Kester spoke of his novel His Own Country in the aftermath of World War I:
The Race problem is always with us, and as my story deals in a serious way with its more serious aspects, I do not think it can be untimely. New phases of this great problem come up from day to day – but the problem itself is as old as history – very likely it will remain a problem to the end of history. Racial differences and the prejudices resulting from them have always confronted practical statesmen. The old method of dealing with them was by conquest, subjugation, or extermination. Such methods are now obsolete. Better ones must be found.
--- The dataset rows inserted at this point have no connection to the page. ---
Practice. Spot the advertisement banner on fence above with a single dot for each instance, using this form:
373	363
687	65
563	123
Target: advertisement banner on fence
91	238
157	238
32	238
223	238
Understanding must precede intelligent action along any lines, and my reason – perhaps I would better say my justification – for writing His Own Country has been my hope and belief that it would bring some little considered phases of this menacing and mighty problem more clearly before the minds of readers who live remote from it, yet whose consent is necessary, as it should be in a democracy, to any adjustment of settlement of living conditions where the races are existing side by side.
"Home"
I want to go home To the dull old town With the shaded streets And the open square And the hill And the flats And the house I love And the paths I know - I want to go home. If I can't go back To the happy days, Yet I can live Where their shadows lie, Under the trees And over the grass - I want to be there Where the joy was once. Oh, I want to go home, I want to go home.